I recently read an article on car-to-car communications detailing a possible implementation of this concept. I’m not a pessimist, but following is my initial reaction and thoughts.
The idea of car-to-car communication to provide detailed traffic reports, to alert drivers of possible dangers, and to network people on the road is a good idea. However, how will this simplify driving? I don’t think it will — it will only complicate things. I have witnessed plenty of people who have a hard time holding a steering wheel and concentrating on the road. If they use a GPS, operate the stereo, or use a cellphone while driving, they suddenly appear as if they were DUI. Before a method of integration is determined to seamlessly incorporate car-to-car data into the drivers’ experiences, these “safety features” will only be a distraction. Sure, most people could handle it just fine, but for those who already feel stressed simply being behind the wheel?
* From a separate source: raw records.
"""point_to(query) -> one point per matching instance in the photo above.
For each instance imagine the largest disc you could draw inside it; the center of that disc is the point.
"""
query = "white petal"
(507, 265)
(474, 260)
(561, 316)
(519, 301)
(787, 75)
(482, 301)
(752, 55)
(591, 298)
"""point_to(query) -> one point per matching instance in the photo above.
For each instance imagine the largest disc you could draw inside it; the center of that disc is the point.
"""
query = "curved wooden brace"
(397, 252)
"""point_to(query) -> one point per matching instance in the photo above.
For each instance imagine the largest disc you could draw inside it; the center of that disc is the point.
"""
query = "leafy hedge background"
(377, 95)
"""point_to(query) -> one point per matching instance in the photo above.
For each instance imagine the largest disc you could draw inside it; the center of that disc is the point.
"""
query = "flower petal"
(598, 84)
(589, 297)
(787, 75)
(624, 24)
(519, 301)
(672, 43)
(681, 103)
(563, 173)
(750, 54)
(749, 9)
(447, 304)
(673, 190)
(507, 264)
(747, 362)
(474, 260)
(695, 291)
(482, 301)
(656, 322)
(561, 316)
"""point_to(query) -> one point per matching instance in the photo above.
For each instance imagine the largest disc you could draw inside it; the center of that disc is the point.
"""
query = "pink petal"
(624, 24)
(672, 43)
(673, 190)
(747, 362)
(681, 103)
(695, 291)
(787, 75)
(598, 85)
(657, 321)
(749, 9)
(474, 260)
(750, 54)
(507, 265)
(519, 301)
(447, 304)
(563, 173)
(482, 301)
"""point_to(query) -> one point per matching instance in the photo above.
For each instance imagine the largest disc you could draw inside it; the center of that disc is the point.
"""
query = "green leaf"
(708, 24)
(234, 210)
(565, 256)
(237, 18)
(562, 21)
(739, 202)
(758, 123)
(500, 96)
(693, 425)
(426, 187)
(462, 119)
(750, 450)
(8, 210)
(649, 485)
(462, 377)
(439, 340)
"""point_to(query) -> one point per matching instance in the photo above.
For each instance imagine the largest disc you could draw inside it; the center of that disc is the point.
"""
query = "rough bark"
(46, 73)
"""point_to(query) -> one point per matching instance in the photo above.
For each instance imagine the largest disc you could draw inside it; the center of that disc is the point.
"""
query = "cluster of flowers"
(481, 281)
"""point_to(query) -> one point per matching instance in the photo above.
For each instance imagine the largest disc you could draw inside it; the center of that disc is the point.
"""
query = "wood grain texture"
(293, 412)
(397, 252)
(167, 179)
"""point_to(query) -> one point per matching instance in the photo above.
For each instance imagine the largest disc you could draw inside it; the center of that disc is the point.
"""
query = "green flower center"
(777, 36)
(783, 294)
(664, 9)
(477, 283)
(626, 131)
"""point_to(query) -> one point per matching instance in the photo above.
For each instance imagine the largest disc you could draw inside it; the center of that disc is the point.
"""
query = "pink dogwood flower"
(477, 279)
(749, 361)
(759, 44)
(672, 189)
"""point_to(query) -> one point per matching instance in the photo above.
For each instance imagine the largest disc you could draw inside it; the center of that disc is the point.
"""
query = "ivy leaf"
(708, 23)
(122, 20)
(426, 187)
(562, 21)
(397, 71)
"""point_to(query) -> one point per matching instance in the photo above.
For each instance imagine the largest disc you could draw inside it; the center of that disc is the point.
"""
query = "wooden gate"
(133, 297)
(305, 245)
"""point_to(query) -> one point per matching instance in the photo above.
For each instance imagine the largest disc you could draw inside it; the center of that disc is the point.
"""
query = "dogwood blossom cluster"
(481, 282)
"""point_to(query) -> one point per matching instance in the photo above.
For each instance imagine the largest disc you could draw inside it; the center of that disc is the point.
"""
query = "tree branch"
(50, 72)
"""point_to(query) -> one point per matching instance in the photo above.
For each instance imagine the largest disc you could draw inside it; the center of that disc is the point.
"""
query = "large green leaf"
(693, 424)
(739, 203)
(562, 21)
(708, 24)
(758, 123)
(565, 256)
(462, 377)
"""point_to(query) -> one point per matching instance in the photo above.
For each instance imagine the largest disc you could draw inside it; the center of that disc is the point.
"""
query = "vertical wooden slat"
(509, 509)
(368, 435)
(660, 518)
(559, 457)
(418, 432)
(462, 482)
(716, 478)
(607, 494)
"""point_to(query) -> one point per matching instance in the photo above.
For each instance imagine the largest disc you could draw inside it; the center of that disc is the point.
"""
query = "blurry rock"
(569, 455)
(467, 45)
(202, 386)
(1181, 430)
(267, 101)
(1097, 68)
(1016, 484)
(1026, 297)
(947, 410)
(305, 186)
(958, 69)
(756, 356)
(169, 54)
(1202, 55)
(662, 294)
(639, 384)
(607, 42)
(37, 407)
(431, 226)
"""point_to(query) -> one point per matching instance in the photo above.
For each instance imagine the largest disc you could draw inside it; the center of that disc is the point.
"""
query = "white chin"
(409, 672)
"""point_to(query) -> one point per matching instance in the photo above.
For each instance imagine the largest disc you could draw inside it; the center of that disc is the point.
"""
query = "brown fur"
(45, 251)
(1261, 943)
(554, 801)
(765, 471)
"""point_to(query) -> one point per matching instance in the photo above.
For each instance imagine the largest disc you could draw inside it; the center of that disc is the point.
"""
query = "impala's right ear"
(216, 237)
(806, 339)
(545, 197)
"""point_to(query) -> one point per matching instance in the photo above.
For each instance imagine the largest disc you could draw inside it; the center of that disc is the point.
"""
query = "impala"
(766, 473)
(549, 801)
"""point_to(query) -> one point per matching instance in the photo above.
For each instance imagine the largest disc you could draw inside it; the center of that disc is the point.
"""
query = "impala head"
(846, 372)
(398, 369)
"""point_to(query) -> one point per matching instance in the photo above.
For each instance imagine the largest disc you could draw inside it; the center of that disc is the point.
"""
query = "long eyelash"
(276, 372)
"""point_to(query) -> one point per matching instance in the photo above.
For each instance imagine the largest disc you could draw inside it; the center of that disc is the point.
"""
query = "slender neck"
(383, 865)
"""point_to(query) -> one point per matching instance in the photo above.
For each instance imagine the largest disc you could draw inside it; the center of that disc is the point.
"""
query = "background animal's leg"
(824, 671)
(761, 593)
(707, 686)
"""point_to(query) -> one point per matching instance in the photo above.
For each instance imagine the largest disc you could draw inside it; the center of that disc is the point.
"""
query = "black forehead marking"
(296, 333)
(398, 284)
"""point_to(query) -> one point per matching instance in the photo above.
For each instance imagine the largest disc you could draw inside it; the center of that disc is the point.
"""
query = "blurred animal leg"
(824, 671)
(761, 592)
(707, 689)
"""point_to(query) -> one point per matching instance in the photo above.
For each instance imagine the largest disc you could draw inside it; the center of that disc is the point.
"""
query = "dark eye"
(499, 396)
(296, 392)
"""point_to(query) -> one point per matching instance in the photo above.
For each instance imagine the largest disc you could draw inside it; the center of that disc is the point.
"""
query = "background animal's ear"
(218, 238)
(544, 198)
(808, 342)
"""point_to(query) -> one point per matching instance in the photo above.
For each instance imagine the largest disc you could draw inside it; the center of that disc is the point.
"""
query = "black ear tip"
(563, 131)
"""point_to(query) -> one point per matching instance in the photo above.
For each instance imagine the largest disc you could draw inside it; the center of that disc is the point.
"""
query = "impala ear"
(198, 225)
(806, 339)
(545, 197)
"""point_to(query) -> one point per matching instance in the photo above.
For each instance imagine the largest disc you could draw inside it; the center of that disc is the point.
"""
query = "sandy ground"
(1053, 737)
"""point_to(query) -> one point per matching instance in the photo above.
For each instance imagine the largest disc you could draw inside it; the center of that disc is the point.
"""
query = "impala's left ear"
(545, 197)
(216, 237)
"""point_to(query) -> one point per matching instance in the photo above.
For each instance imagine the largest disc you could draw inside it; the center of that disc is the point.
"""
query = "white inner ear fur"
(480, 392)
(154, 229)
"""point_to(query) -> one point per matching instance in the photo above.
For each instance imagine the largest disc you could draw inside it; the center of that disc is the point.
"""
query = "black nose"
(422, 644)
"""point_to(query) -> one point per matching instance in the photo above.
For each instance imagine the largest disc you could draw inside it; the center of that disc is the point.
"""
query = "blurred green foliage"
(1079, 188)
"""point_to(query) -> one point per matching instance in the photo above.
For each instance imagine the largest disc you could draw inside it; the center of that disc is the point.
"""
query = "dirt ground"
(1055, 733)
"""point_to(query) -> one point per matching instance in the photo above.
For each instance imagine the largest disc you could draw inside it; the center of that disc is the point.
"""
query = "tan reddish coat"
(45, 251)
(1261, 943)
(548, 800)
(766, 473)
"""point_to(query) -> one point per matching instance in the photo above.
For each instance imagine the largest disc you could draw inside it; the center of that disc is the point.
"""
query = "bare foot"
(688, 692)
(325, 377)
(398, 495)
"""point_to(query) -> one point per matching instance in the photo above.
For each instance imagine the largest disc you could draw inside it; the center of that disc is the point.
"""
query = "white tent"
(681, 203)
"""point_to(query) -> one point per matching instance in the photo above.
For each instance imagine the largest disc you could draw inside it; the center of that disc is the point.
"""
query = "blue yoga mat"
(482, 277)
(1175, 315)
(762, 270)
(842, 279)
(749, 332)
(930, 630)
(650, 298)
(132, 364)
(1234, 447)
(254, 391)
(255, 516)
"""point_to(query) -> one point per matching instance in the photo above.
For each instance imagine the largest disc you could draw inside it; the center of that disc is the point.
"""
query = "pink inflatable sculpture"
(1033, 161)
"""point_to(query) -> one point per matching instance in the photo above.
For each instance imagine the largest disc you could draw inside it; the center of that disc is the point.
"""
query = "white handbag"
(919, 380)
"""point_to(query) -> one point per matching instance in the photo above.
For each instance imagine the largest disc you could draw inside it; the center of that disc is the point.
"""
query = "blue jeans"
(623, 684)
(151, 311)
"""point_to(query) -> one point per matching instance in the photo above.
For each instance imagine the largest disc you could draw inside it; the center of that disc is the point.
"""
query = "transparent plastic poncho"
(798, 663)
Crazy drivers are crazy drivers. No software will change that. Until seamless methods of integration are developed to add all of this extra information into the driving experience, the “safety benefits” (for individual drivers) of car-to-car communication are merely over-hyped security blankets used to gain support for a developing industry. Whatever sells.
Regarding wireless security, I am not too concerned. What concerns me more is the possibility that this useful-by-name technology will someday become so admired that it will become standard (that is, if you don’t want it, you’ll need to pay a price for nixing it). This is just another layer for taxation and insurance companies to farm for money. What if I don’t want my car to be a wireless beacon, hotspot, etc? Yea, I’ll probably end up having to pay to not have this “safer” feature.
I am all for car-to-car communication, but until useful data can be delivered to the driver in such a way that it is a natural part of the driving experience (non-intrusive, that is, not distracting), the reputation for this technology is all wishful thinking.